One potential limitation of this work is that the classifiers used have been calculated using adult data. The urinary proteome changes significantly during puberty9; therefore, it is difficult to find peptides from a pediatric population which correlate with age. The classifiers we have used are therefore the most appropriate currently available to us. Our group has previously used the CKD273 classifier in children with chronic kidney disease and have found it to be accurate, with a different reference range to the adult population. Our group has not previously used markers associated with CAD in children.
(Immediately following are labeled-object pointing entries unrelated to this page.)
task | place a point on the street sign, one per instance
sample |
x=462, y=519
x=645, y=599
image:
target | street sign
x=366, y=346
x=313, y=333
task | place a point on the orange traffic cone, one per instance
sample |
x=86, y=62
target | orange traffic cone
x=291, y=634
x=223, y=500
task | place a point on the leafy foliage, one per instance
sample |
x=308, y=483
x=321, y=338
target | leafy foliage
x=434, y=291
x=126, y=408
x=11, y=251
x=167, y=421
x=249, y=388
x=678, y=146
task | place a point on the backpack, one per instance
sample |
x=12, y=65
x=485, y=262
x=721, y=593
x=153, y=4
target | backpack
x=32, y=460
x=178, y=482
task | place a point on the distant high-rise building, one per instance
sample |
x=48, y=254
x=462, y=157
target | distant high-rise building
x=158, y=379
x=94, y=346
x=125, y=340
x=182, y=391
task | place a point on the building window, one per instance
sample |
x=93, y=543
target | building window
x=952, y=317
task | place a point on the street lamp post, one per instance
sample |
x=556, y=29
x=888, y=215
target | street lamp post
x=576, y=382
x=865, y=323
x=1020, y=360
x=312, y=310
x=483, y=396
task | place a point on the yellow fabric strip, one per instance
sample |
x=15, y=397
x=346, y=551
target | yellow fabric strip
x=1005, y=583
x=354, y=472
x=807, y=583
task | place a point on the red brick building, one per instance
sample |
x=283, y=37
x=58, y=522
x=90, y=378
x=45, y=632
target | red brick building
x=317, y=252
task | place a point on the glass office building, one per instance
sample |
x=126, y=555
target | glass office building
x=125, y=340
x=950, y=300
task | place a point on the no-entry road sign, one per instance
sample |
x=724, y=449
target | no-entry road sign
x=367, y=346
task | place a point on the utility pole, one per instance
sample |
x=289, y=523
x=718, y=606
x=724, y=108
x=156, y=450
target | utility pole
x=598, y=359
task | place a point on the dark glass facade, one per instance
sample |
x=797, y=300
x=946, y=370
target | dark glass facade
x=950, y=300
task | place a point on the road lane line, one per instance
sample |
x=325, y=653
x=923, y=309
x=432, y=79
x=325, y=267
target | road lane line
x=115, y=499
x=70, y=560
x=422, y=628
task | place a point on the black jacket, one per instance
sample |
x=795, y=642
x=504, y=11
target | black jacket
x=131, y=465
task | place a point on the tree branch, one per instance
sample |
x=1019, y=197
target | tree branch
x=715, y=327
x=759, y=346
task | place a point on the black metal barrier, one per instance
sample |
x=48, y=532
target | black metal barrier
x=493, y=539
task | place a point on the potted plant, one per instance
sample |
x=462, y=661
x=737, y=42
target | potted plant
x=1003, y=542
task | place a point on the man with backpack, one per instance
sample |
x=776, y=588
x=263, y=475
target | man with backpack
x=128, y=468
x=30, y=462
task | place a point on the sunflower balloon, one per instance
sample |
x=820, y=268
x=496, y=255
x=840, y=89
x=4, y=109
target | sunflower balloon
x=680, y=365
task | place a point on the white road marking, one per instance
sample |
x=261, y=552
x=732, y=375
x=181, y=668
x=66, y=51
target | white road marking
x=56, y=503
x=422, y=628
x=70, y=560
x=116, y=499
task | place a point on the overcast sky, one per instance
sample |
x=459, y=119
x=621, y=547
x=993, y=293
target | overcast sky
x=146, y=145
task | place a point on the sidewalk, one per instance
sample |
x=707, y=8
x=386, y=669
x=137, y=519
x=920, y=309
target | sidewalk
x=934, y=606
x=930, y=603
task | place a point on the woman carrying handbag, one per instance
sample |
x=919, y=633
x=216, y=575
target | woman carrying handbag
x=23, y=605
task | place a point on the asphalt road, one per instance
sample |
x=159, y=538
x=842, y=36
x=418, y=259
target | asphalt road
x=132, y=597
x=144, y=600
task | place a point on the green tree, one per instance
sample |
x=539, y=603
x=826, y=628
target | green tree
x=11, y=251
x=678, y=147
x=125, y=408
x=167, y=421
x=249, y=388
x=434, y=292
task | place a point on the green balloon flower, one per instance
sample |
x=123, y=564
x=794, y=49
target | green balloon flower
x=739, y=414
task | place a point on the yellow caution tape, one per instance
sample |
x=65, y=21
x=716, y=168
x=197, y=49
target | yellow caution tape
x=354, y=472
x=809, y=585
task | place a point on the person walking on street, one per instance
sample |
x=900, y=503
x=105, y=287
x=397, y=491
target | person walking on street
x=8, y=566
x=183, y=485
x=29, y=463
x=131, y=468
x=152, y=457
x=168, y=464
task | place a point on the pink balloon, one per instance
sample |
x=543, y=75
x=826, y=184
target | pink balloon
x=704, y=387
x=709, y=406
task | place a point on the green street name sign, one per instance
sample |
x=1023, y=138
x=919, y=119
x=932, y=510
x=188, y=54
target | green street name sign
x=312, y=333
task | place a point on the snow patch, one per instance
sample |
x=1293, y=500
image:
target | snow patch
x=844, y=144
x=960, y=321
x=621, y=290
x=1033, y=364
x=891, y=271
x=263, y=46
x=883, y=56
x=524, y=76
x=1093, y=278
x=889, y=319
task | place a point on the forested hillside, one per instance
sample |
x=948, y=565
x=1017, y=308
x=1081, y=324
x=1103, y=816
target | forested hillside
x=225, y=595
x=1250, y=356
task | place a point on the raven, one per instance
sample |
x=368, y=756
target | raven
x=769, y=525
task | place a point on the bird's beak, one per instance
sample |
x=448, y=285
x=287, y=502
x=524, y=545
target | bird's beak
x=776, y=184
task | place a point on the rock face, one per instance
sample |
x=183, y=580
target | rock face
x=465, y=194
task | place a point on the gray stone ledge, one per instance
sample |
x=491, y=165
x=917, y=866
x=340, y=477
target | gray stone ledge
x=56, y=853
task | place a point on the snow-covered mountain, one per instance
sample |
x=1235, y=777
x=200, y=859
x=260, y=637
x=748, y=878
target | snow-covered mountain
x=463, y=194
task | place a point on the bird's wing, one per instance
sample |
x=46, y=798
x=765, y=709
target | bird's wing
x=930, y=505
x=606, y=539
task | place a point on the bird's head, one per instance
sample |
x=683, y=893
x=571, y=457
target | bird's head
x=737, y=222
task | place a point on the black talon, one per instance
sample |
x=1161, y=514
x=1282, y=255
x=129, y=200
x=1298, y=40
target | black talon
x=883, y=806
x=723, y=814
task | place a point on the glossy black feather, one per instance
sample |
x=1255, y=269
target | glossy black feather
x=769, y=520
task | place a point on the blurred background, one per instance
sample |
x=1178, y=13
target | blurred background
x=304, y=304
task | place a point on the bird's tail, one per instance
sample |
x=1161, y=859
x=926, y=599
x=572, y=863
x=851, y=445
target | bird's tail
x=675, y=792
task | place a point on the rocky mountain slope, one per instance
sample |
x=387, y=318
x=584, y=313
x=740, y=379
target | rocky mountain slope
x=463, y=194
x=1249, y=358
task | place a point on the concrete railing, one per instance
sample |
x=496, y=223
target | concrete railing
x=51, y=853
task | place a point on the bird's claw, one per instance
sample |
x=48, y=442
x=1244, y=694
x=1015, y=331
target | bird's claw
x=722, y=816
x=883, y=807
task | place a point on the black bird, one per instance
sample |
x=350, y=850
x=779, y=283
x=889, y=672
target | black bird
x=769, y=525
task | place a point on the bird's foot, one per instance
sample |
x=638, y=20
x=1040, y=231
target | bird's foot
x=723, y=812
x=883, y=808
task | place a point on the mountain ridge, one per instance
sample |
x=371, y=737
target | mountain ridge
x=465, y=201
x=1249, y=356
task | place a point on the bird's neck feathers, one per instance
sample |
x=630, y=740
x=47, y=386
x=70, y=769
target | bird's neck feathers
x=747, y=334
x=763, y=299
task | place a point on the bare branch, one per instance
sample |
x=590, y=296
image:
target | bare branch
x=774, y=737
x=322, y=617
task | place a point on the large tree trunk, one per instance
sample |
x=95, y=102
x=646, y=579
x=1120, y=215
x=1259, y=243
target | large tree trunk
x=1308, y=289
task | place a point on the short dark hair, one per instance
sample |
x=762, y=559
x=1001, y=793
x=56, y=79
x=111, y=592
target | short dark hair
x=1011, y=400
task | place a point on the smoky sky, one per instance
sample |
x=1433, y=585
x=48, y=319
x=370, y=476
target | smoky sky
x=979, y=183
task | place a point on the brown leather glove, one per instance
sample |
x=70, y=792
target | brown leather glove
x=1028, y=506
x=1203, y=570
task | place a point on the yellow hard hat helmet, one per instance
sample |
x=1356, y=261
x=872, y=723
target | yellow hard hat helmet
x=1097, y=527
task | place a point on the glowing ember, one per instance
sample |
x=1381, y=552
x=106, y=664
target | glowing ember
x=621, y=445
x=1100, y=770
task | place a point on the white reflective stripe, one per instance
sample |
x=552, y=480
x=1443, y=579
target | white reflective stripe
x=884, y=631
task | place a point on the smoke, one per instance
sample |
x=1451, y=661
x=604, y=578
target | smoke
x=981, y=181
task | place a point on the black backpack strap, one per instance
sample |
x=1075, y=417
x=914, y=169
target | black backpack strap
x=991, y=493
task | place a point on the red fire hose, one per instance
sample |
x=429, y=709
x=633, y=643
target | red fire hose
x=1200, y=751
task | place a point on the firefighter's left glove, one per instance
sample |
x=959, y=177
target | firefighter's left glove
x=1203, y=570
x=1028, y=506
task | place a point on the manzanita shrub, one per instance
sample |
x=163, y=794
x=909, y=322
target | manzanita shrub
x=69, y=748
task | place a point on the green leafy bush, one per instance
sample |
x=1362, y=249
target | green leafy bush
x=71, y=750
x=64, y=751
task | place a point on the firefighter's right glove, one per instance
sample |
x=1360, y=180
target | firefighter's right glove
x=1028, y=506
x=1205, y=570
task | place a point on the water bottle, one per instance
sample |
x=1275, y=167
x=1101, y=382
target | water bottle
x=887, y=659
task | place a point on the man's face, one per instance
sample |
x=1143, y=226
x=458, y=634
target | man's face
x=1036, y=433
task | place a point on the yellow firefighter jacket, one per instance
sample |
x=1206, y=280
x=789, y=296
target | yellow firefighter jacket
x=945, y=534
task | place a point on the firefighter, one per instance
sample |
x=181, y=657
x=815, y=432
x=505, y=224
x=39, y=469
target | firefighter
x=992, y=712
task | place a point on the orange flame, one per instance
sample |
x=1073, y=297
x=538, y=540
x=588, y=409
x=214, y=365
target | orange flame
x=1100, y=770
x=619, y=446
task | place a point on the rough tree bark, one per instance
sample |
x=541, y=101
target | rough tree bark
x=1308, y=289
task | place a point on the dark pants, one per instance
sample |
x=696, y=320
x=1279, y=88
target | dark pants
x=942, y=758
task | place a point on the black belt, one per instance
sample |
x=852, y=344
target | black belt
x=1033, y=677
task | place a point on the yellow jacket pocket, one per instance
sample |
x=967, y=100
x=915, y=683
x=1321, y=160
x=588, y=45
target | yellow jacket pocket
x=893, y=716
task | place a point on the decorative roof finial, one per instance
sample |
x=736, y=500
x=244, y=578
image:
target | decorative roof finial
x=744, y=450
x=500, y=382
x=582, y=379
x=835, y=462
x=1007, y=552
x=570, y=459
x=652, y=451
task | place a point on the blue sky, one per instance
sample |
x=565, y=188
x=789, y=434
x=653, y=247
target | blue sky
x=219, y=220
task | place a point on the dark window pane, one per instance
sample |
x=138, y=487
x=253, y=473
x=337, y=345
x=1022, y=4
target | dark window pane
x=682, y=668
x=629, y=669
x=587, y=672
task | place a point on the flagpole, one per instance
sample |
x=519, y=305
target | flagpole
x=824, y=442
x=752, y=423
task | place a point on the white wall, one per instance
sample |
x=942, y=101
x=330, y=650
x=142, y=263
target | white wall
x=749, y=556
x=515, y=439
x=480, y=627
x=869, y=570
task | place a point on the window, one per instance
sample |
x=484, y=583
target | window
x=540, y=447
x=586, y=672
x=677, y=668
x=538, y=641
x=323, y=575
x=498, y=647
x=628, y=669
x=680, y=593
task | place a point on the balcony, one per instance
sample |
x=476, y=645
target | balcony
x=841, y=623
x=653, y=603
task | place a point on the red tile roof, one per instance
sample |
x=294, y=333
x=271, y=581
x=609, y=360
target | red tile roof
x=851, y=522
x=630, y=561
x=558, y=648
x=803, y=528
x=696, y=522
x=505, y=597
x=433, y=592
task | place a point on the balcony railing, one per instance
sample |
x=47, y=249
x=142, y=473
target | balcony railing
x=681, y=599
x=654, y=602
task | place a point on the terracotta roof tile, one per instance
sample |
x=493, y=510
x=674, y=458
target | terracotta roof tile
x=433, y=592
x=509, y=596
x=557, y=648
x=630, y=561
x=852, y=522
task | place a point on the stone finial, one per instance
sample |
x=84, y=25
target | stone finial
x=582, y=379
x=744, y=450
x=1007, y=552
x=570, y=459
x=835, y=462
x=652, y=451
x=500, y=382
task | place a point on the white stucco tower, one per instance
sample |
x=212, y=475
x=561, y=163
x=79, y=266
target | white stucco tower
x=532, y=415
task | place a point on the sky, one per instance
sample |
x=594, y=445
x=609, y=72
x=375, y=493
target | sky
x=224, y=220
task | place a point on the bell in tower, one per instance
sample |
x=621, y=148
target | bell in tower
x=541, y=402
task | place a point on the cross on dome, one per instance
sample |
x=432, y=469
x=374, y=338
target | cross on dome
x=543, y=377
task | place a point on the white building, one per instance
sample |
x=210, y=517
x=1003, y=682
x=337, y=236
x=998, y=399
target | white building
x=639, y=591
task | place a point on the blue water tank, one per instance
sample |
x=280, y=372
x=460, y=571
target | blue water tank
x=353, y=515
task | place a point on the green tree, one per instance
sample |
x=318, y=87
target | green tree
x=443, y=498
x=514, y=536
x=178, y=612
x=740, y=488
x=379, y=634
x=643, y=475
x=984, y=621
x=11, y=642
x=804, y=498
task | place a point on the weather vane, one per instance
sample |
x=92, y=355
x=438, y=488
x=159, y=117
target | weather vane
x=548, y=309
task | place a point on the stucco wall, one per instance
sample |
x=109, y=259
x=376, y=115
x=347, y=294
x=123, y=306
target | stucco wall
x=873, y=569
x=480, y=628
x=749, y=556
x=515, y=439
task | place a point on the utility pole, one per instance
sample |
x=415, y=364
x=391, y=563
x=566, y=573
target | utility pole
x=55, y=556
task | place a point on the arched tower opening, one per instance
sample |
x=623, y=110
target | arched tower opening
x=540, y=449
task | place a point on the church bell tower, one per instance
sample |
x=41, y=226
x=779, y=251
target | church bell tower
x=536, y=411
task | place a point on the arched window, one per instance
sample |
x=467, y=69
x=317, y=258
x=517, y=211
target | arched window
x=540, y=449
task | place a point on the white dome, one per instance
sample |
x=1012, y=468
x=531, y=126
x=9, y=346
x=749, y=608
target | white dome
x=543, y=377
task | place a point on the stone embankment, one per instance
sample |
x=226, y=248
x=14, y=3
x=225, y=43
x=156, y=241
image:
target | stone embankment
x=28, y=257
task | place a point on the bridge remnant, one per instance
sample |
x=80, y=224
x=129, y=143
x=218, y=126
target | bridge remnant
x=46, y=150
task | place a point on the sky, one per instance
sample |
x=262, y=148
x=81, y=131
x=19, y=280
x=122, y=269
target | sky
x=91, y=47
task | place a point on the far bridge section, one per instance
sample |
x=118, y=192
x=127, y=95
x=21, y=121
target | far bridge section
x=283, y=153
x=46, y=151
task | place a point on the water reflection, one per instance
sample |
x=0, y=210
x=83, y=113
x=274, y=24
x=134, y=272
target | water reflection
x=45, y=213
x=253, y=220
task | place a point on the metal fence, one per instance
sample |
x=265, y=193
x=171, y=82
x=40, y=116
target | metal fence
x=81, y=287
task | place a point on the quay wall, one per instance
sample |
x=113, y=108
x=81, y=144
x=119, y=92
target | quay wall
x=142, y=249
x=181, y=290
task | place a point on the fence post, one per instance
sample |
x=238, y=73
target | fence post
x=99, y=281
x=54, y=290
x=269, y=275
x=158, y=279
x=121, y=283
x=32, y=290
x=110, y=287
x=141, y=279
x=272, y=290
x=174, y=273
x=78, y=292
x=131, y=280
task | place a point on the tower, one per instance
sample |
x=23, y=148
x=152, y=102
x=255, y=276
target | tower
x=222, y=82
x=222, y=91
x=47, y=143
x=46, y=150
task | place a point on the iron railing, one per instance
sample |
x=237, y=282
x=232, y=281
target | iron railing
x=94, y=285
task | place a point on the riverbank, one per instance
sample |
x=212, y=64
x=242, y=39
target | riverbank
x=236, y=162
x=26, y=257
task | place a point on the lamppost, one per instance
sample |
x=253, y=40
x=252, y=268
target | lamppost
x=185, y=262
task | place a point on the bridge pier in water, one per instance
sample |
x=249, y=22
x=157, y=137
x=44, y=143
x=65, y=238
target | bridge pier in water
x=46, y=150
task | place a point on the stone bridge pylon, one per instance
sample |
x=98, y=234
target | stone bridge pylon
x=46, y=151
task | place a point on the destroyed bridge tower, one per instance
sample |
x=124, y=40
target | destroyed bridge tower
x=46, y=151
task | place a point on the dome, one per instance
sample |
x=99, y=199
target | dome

To conclude, we have demonstrated that urinary proteomic analysis can be used to confirm advanced estimated biological age in a boy with a progeria-like syndrome. Our data correlate with the patient's physical characteristics and although in our boy there are no immediate consequences of this finding, with future research, proteomics could represent a method for non-invasive monitoring of similarly affected patients for clinical deterioration. The progeria-like syndromes offer a unique insight into normal and pathological aging processes that affect multiple organ systems at the same time that have individually been subject to previous and ongoing proteomic studies. Our case, therefore, highlights the value of proteomic approaches in aging research and provides insights into molecular features of multimorbidity.

Conflict of Interest

P.Z. is employed by Mosaiques Diagnostics GmbH, Hannover, Germany; the company develops proteomic biomarkers for prediction and diagnosis of human diseases. The other authors have nothing to disclose.